9. Maintenez une température basse (entre 15 et 18 °C) ainsi qu’un bon degré d’hygrométrie. Optez pour l’obscurité, elle favorise le sommeil. Choisissez un lit confortable (ni trop ferme ni trop mou) et des couvertures légères;

10. N’oubliez pas que les ébats amoureux sont le meilleur moyen de trouver le sommeil.

Il est 6h30, votre cadran sonne ou encore c’est votre bébé qui vous tire du lit… êtes-vous courbaturée, fatiguée ou encore mieux, pleine d’énergie?

Pour la plupart des parents, le manque de sommeil associé à la petite enfance se traduit immanquablement par une fatigue. Même si les nuits blanches d’un nouveau bébé sont temporaires, tout parent sait que des nuits ininterrompues, de durée moyenne et consécutives peuvent être un luxe rare. Alors si vous lever le matin et être en pleine forme toute la journée relève du miracle, vous n’êtes pas seule. Voici quelques conseils.

  • si vos enfants ou votre horaire nécessitent un réveil tôt, la logique veut que vous alliez au lit tôt aussi le soir;
  • pour bien vous prédisposer au sommeil, tenez vous loin des écrans, incluant votre tablette ou votre téléphone. Ces dispositifs émettent une lumière bleutée, associée au rythme biologique de l’éveil.

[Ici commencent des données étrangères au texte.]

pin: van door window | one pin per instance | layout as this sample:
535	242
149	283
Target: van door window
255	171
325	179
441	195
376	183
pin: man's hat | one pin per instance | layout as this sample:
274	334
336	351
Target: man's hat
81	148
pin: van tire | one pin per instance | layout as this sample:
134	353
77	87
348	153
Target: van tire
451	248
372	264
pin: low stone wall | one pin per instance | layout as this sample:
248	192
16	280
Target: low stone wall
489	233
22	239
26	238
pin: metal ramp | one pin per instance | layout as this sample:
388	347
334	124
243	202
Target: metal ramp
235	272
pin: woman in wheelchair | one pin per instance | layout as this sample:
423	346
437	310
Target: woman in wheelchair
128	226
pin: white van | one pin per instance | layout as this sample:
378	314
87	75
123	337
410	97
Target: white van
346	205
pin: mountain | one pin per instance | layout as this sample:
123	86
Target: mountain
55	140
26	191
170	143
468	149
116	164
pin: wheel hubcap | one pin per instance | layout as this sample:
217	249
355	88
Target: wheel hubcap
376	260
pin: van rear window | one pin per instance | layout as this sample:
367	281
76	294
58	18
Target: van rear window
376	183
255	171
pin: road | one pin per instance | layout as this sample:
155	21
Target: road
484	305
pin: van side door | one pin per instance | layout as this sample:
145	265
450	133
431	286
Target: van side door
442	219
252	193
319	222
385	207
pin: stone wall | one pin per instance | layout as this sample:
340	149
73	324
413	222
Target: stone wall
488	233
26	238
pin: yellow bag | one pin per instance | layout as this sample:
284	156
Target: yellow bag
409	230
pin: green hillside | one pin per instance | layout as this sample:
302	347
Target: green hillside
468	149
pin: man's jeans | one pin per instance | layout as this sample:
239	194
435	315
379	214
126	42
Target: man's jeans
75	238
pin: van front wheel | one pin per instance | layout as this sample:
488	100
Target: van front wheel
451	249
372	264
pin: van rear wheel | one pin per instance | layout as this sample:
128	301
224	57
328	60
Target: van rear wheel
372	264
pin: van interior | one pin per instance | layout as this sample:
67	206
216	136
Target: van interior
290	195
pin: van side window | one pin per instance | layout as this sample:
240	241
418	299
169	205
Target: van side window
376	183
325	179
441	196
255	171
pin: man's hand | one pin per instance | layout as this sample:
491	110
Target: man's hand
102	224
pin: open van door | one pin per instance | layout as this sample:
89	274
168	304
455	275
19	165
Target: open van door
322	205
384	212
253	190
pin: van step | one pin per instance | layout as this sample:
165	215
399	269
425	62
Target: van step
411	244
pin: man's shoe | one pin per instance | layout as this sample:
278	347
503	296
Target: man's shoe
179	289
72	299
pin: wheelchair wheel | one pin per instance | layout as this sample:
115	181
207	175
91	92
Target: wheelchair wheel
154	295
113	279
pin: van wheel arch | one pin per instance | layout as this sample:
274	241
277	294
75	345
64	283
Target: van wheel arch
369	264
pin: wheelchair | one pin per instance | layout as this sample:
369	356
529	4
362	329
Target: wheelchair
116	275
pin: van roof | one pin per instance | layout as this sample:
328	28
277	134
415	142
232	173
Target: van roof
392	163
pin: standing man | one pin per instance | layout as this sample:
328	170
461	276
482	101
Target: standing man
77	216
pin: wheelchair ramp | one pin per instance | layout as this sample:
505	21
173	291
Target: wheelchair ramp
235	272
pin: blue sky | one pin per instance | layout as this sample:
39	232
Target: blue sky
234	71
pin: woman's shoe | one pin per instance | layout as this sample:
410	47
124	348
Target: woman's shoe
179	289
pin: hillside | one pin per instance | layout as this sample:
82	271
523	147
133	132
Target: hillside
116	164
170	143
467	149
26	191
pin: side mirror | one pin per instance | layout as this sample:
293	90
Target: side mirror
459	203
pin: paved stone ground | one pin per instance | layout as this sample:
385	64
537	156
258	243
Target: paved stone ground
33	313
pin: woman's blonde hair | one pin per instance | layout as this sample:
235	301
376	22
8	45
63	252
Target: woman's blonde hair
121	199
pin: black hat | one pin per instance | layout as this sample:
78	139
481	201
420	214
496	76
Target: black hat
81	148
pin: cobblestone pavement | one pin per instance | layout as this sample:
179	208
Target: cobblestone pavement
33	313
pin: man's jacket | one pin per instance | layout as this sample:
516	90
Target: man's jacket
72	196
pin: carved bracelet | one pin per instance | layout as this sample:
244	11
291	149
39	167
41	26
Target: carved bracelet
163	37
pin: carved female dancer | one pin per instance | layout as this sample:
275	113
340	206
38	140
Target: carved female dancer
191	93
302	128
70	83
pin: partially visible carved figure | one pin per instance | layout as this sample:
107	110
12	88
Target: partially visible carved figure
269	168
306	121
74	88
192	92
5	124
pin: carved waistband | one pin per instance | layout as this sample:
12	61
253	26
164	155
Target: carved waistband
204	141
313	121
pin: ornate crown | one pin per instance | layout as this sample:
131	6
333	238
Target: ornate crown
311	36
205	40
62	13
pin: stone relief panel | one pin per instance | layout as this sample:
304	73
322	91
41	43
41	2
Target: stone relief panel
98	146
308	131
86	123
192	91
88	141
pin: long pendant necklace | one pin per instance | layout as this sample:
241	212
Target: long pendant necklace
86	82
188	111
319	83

Privilégiez un livre papier;
  • enfin, même s’il est tentant de faire la grasse matinée le week-end, sachez qu’il est plus bénéfique de garder des heures de sommeil régulières. Voici le lien vers un billet intéressant pour le sommeil des parents avec l’experte, Brigitte Langevin:

Un autre trouble fréquemment décrit par les parents est la douleur au réveil. Que ce soit un torticolis, une douleur aux épaules, des engourdissements aux mains ou des raideurs lombaires, il est désagréable de débuter la journée ainsi!

En effet, si votre oreiller est trop mince ou trop épais, c’est votre cou qui en souffrira. Même chose si vous dormez sur le ventre. Votre région cervicale subit des torsions importantes dans cette posture et le torticolis vous guette!

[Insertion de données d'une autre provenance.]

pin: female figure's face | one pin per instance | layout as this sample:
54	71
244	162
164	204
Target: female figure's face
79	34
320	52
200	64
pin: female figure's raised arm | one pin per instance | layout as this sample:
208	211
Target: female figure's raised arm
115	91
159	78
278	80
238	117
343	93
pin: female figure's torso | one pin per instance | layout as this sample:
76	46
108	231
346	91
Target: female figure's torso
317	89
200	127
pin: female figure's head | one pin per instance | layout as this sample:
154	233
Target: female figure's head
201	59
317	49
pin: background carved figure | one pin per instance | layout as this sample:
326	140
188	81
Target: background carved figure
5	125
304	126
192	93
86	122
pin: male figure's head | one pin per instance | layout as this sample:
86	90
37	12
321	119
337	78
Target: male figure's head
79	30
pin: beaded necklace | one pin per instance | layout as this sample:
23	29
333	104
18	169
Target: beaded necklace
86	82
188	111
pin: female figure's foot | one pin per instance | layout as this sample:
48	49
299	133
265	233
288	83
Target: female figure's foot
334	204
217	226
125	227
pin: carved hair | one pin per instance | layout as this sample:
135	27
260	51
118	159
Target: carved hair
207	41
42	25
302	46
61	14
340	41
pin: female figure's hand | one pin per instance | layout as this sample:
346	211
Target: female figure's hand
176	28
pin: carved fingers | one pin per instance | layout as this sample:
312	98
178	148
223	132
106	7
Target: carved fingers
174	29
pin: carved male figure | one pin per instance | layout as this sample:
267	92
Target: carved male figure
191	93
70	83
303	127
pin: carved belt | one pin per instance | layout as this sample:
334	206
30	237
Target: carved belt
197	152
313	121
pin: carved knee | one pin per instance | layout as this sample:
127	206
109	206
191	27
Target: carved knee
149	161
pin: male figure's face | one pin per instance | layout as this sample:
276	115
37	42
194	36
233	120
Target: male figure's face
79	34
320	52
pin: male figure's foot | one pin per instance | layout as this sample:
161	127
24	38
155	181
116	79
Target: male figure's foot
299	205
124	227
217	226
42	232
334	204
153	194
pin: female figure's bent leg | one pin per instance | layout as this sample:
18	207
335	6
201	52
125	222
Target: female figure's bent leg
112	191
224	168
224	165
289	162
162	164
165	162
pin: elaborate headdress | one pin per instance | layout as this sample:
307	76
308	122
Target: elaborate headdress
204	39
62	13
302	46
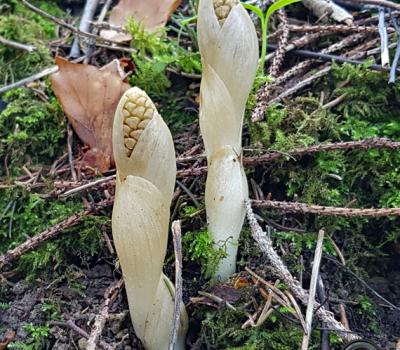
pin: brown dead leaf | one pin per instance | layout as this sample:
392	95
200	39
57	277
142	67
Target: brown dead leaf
7	339
152	13
89	97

Si ce sont vos épaules qui vous tirent du sommeil, analysez encore une fois votre posture. Si vous dormez sur le côté, votre poids repose alors sur votre épaule et des douleurs peuvent en résulter. Si vous dormez les bras au dessus de la tête, encore une fois des tensions musculaires peuvent affecter la zone du cou et de l’épaule.

Pour diminuer les engourdissements aux mains, portez attention à la position de vos poignets au réveil. Si vous dormez les poignets en flexion, votre tunnel carpien se trouve rétréci, et les nerfs qui y passent peuvent s’irriter. Une attelle pourrait vous aider à éliminer cette habitude posturale.

On s’étonne enfin des raideurs suite à une nuit de sommeil. C’est pourtant un symptôme assez fréquent, après une période d’immobilité. Quelques exercices d’étirement avant de sortir du lit devraient vous êtes bénéfiques.

En bref, la nuit, on recommande une posture neutre. C’est sur le dos, avec un oreiller adapté à votre gabarit et un matelas de bonne qualité que vous respecterez le plus cette recommandation. Si vous ronflez ou que cette posture ne vous convient pas, essayez de dormir sur le côté, en alternant de côté. Et pour éviter de rouler sur le ventre, pensez à mettre un oreiller entre vos jambes ou devant vous.

Sur ces quelques conseils, je vous souhaite des nuits reposantes et un réveil en forme!